New Zealand’s economy remains resilient despite the impact of the coronavirus pandemic, reinforcing steps the government has taken to support and secure the recovery, Deputy Prime Minister said on Thursday.
New Zealand’s gross domestic product (GDP) fell by 1.0 per cent in the December 2020 quarter, following a revised 13.9 per cent jump in the September quarter and 11 per cent fall in the quarter before that, the country’s statistics department Stats NZ revealed on Thursday.
“It is not surprising that these numbers are jumping around. The world is dealing with the ongoing impact of Covid-19 and there will be volatility for some time,” Xinhua news agency quoted Robertson, who is also the Finance Minister, as saying in a statement.
“New Zealand had an extremely strong bounce-back in the September quarter and some of that has evened out in the December quarter,” he said, adding that there is also a lot of volatility within sectors in the economy.
The economy was 0.9 per cent below where it was in the December quarter last year.

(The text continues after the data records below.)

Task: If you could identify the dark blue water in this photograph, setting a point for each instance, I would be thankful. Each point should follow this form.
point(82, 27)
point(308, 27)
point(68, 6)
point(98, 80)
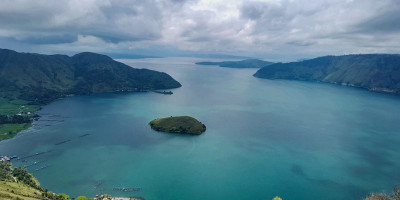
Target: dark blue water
point(264, 138)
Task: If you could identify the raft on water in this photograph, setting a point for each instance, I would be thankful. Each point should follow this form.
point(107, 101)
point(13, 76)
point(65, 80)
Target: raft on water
point(62, 142)
point(127, 189)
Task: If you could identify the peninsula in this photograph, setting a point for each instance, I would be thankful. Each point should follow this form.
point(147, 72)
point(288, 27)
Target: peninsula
point(248, 63)
point(178, 124)
point(374, 72)
point(28, 80)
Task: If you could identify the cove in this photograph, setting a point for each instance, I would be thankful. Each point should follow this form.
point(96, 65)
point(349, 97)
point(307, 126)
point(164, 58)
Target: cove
point(264, 138)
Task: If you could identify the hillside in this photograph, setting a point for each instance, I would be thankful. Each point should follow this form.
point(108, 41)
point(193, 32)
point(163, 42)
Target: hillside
point(249, 63)
point(42, 78)
point(375, 72)
point(178, 124)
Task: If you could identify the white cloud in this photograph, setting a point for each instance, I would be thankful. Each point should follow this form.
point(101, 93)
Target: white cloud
point(268, 28)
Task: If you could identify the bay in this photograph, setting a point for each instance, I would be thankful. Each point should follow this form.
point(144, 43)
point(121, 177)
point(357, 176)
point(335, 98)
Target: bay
point(264, 138)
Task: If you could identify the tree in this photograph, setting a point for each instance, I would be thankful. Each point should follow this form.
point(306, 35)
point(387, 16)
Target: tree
point(81, 198)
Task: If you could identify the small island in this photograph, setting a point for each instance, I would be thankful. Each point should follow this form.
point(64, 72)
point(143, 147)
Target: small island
point(178, 124)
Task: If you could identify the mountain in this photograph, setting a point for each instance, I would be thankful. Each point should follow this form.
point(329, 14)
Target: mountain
point(42, 78)
point(375, 72)
point(248, 63)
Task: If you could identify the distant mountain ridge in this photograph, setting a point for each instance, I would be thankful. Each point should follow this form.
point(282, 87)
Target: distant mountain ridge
point(248, 63)
point(43, 78)
point(375, 72)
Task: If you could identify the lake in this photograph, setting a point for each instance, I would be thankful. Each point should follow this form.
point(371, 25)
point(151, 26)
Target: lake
point(264, 138)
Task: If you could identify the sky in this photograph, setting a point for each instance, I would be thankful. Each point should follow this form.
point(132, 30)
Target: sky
point(275, 30)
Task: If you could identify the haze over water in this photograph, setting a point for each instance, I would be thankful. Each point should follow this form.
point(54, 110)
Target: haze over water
point(264, 138)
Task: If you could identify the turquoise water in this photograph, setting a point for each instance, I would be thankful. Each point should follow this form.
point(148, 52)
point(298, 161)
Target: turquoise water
point(264, 138)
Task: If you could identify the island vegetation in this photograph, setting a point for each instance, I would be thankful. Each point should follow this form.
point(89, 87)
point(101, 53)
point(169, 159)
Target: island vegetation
point(375, 72)
point(178, 124)
point(28, 80)
point(248, 63)
point(383, 196)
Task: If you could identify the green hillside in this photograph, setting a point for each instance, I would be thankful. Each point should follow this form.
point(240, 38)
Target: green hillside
point(42, 78)
point(375, 72)
point(249, 63)
point(28, 80)
point(178, 124)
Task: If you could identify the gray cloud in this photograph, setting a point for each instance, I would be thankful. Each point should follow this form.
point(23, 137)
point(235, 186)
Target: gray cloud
point(286, 29)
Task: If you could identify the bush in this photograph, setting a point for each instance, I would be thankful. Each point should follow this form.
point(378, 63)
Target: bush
point(81, 198)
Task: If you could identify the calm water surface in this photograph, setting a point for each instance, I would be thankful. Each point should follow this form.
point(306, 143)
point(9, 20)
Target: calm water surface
point(264, 139)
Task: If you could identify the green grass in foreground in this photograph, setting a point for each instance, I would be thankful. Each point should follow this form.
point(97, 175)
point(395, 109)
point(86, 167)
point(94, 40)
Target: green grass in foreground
point(8, 131)
point(15, 191)
point(13, 107)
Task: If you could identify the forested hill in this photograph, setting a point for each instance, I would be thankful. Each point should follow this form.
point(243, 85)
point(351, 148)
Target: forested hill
point(375, 72)
point(249, 63)
point(43, 78)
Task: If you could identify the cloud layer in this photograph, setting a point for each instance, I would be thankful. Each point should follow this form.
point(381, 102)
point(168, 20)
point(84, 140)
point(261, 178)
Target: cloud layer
point(276, 29)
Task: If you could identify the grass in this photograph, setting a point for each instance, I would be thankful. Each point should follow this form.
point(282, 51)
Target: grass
point(8, 131)
point(13, 107)
point(179, 124)
point(17, 191)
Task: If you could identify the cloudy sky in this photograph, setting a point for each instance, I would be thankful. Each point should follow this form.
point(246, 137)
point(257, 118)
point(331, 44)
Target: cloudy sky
point(277, 30)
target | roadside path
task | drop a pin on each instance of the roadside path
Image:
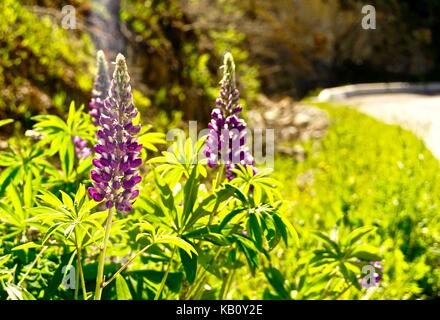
(415, 112)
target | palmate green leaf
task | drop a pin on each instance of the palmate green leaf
(237, 193)
(28, 191)
(7, 159)
(326, 240)
(208, 233)
(67, 201)
(189, 265)
(278, 282)
(252, 256)
(44, 214)
(255, 230)
(14, 196)
(179, 242)
(190, 191)
(25, 246)
(357, 234)
(50, 199)
(18, 293)
(8, 215)
(290, 228)
(4, 259)
(366, 253)
(7, 176)
(67, 156)
(122, 290)
(231, 215)
(349, 276)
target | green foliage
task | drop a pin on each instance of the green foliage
(39, 62)
(363, 174)
(188, 227)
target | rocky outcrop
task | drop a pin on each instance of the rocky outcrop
(293, 122)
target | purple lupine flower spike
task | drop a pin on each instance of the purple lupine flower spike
(81, 149)
(377, 277)
(100, 88)
(115, 174)
(226, 141)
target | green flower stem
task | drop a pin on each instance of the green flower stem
(165, 277)
(126, 265)
(101, 263)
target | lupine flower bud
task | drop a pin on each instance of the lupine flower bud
(100, 88)
(377, 277)
(115, 174)
(81, 149)
(227, 131)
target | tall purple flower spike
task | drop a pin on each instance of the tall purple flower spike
(100, 88)
(115, 174)
(226, 141)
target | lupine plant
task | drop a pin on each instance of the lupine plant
(119, 225)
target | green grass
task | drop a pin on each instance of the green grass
(365, 172)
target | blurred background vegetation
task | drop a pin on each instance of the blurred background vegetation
(284, 50)
(282, 47)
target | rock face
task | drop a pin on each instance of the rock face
(293, 122)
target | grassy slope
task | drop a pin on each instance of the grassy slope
(365, 172)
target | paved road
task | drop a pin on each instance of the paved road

“Nevertheless, we outperformed the countries we compare ourselves to on this measure.”
Australia dropped by 1.1 per cent, the US by 2.4 per cent, the UK by 7.8 per cent and Japan by 1.3 per cent.
These figures show that the overall all size of the economy was NZ$322 billion ($232 billion) in 2020.
This compares favourably with December’s Half Year Economic and Fiscal Update forecast of NZ$307 billion ($221 billion).